Long-Time Predictability in Disordered Spin Systems Following a Deep Quench

TL;DR

This paper investigates how the influence of initial conditions on the final state of disordered spin systems diminishes with increasing dimension or system size, combining numerical simulations and analytical models.

Contribution

It provides new insights into the decay of initial state influence in disordered spin systems and supports conjectures with both numerical and theoretical analyses.

Findings

Initial state influence decays with increasing dimension in short-range systems.

In infinite-range models, initial conditions fully determine the final state.

Frustration in mean-field models significantly affects predictability.

Abstract

We study the problem of predictability, or "nature vs. nurture", in several disordered Ising spin systems evolving at zero temperature from a random initial state: how much does the final state depend on the information contained in the initial state, and how much depends on the detailed history of the system? Our numerical studies of the "dynamical order parameter" in Edwards-Anderson Ising spin glasses and random ferromagnets indicate that the influence of the initial state decays as dimension increases. Similarly, this same order parameter for the Sherrington-Kirkpatrick infinite-range spin glass indicates that this information decays as the number of spins increases. Based on these results, we conjecture that the influence of the initial state on the final state decays to zero in finite-dimensional random-bond spin systems as dimension goes to infinity, regardless of the presence of frustration.
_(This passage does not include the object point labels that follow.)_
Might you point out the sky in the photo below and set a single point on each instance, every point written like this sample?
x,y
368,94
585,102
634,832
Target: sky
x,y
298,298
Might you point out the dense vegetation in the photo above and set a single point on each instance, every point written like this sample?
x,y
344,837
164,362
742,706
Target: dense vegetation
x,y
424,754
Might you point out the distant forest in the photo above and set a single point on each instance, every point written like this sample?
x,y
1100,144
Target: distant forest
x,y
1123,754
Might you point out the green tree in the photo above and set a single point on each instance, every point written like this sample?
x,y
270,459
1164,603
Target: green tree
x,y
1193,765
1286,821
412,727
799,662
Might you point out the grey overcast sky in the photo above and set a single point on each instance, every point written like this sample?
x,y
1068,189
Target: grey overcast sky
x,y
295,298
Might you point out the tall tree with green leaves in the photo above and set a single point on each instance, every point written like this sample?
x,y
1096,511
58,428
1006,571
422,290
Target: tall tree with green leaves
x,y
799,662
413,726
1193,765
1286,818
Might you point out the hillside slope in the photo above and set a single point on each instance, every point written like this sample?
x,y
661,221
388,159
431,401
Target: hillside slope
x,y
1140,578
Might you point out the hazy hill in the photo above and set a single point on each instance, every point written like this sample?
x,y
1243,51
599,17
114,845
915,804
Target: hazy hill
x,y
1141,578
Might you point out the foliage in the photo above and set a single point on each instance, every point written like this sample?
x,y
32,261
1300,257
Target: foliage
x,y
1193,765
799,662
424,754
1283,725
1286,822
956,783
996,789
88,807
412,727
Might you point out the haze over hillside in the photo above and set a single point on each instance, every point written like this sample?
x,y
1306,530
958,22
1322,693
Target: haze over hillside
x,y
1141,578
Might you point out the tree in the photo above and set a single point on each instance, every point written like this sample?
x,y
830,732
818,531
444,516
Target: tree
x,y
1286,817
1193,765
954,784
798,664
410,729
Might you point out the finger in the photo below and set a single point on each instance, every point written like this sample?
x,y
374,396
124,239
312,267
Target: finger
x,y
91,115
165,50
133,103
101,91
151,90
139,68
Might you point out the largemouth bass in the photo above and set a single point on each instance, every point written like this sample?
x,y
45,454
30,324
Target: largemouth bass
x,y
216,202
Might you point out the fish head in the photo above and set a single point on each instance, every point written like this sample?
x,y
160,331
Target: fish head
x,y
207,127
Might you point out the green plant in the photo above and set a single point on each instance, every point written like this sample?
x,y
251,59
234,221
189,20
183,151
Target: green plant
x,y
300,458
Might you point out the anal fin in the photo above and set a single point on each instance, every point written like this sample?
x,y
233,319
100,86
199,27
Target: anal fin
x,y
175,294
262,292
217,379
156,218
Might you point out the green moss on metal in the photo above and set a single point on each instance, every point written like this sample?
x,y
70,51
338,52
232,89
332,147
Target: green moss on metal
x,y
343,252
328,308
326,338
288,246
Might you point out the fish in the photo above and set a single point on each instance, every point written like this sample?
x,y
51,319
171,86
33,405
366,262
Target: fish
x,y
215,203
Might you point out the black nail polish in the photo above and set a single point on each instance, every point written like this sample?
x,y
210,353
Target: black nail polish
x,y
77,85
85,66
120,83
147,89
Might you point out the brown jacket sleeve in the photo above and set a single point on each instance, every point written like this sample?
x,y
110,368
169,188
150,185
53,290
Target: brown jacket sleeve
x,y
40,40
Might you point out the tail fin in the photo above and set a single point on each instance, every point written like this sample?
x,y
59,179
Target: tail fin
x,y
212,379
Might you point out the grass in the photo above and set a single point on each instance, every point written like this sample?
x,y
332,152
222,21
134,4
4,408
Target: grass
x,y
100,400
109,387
We also study the rate at which spins "freeze out" to a final state as a function of dimensionality and number of spins; here the results indicate that the number of "active" spins at long times increases with dimension (for short-range systems) or number of spins (for infinite-range systems). We provide theoretical arguments to support these conjectures, and also study analytically several mean-field models: the random energy model, the uniform Curie-Weiss ferromagnet, and the disordered Curie-Weiss ferromagnet. We find that for these models, the information contained in the initial state does not decay in the thermodynamic limit-- in fact, it fully determines the final state. Unlike in short-range models, the presence of frustration in mean-field models dramatically alters the dynamical behavior with respect to the issue of predictability.